Selama lima tahun, Presiden Palestina Mahmoud Abbas menolak terlibat dalam perundingan sementara pembangunan pemukiman terus berlanjut. Ketika perundingan akhirnya dimulai minggu ini, Palestina mengancam akan melakukan walk out lagi setelah Israel mengumumkan rencana untuk membangun lebih dari 3.000 apartemen baru.
Secara total, sejak tahun 1967, Israel telah membangun puluhan permukiman yang kini menjadi rumah bagi sekitar 550.000 warga Israel. Permukiman tersebar di Tepi Barat, jantung Palestina di masa depan, dan mengelilingi Yerusalem timur, ibu kota yang diharapkan oleh Palestina, sehingga semakin sulit untuk membagi wilayah tersebut antara dua negara. Orang Yahudi kini berjumlah 17,5 persen dari populasi di kedua wilayah tersebut.

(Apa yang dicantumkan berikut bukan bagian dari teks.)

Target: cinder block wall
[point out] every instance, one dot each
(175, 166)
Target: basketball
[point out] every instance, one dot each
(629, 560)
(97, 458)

Meskipun kaum Yahudi yang religius, yang tertarik ke Tepi Barat karena signifikansi alkitabiahnya, memelopori gerakan pemukim empat dekade lalu, kini permukiman tersebut telah berkembang menjadi cerminan yang lebih akurat dari masyarakat Israel. Profil pemukim bisa beragam, mulai dari warga pinggiran kota Yerusalem, mahasiswa seminari ultra-Ortodoks non-partisan, eksekutif teknologi tinggi, hingga petani sosialis di Lembah Jordan.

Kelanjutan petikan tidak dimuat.